In Europe: EURO Falls As Trichet Sees ‘Intensified’ Risks

6 October 2011

ECB head speaks to the greater downside risks faced within the region as manifested in the Euro’s 10-year low against the yen.

The euro fell toward a 10-year low against the yen and weakened versus the dollar as European Central Bank President Jean-Claude Trichet said the region is facing “intensified downside risks.”

The pound slumped against all its major counterparts after the Bank of England unexpectedly expanded its bond-purchase plan. The Dollar Index gained after the U.K. central bank’s decision. The Swiss franc dropped after the central bank said its currency holdings rose to a record last month following its decision to cap the currency’s gain. Trichet spoke at a press conference after the ECB left interest ratesunchanged.

“The real economy is what markets are focused on, and Trichet has identified those intensifying risks,” said Jeremy Stretch, executive director of foreign-exchange strategy at Canadian Imperial Bank of Commerce in London. “If the central bank is doing nothing about those risks in terms of absolute monetary policy, then markets regard you as missing your purpose.
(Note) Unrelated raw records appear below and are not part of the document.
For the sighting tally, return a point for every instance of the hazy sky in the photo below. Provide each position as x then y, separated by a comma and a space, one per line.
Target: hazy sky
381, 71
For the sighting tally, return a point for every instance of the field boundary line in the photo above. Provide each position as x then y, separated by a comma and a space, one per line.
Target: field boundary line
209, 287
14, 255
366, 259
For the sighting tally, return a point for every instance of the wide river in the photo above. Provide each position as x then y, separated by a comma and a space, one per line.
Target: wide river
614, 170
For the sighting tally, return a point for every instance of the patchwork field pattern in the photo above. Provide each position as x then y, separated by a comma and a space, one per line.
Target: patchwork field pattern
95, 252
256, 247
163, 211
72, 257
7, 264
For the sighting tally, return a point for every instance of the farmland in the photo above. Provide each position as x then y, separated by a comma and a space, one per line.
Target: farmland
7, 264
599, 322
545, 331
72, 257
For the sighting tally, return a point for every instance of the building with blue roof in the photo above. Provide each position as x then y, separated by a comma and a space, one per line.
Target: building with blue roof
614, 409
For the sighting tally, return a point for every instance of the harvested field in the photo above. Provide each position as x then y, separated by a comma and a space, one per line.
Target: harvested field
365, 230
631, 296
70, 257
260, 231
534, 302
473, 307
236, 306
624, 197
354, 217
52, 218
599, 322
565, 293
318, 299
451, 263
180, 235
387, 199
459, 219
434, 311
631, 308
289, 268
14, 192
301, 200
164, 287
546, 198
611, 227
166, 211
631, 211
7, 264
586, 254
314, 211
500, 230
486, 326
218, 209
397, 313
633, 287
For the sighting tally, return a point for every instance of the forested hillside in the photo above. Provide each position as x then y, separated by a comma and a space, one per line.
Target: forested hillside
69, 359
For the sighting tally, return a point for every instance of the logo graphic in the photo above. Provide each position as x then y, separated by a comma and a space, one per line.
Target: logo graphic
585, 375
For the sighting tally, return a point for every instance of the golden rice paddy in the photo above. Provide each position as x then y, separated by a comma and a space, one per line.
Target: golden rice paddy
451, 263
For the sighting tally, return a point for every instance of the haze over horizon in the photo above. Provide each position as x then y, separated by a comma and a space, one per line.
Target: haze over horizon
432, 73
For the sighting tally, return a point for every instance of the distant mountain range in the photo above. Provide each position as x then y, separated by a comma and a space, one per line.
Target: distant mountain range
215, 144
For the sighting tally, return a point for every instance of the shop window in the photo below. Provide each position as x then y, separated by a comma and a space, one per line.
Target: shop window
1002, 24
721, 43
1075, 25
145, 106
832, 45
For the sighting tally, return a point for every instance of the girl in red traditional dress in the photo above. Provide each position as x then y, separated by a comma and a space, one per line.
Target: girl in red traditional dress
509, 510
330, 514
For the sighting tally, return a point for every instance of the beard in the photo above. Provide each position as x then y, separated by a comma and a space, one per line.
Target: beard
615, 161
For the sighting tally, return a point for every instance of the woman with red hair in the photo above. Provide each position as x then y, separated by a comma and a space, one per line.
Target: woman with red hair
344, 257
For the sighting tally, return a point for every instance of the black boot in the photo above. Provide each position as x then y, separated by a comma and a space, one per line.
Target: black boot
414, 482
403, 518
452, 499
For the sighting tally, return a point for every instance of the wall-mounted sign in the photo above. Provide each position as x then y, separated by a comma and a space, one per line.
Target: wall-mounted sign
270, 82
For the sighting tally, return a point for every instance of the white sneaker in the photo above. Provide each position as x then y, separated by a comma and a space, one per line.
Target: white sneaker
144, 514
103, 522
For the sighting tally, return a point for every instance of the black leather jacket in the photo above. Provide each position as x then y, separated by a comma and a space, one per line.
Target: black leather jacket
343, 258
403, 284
There are still downside risks for the euro.”

The euro fell 0.7 percent to 101.81 yen at 2:12 p.m. in London after dropping to 100.76 on Oct. 4, the weakest level since June 2001. The currency slid 0.7 percent to $1.3257. It dropped to $1.3146 on Oct. 4, the lowest since Jan. 13. The yen was little changed at 76.80 per dollar.

Sterling slumped 1 percent to $1.5305, and weakened 0.4 percent to 86.75 pence per euro.

ECB Decision

ECB officials left their benchmark rate at 1.5 percent, as predicted by 41 of 52 economists in a Bloomberg News survey. Trichet, fronting a policy decision for the final time, said the ECB will resume covered-bond purchases and reintroduce year-long loans for banks as the sovereign debt crisis threatens to freeze money markets.

“In terms of the 12-month long-term repurchase operations and the covered bond purchase program, that’s exactly what was anticipated and the market has been relatively unimpressed,” Stretch said.

Sterling tumbled after U.K. policy makers said they would increase their bond-purchase program by 75 billion pounds. The median forecast of economists surveyed by Bloomberg News was for no change.

“It’s slightly bigger than we thought,” said John Hydeskov, chief analyst at Danske Bank A/S in London. “It’s definitely not good for the pound. We’re seeing a big weakening at the moment. I would say that this can continue to 87.50 pence.”

The main rate was maintained at 0.5 percent, as predicted by all 53 economists in a separate survey.

Recovery Threatened

The central bank, which expects to complete the new round of purchases in four months, said in a statement that slowing global growth and the turmoil in Europe “threaten the U.K. recovery.” It also said it is now “more likely” that inflation will undershoot its 2 percent goal in the medium term.

The Dollar Index, which IntercontinentalExchange Inc. uses to track the greenback against the currencies of six major U.S. trading partners, gained 0.6 percent to 79.456.

The franc dropped for a second day against the dollar on speculation the central bank will impose further measures to contain its strength after imposing the cap last month at 1.20 per euro. Reserves jumped to 282.4 billion francs ($306 billion) at the end of September, from 253.4 billion francs the previous month, the SNB said.

“The Swiss National Bank supports the euro-franc exchange rate with franc sales, and there is continued speculation that the SNB might raise the lower threshold for the euro-franc from 1.20,” Lutz Karpowitz, a senior currency strategist at Commerzbank in Frankfurt, wrote in a note to clients.

The franc dropped 0.7 percent to 92.93 centimes per dollar, and fell 0.7 percent to 82.64 yen. It was little changed at 1.2346 per euro.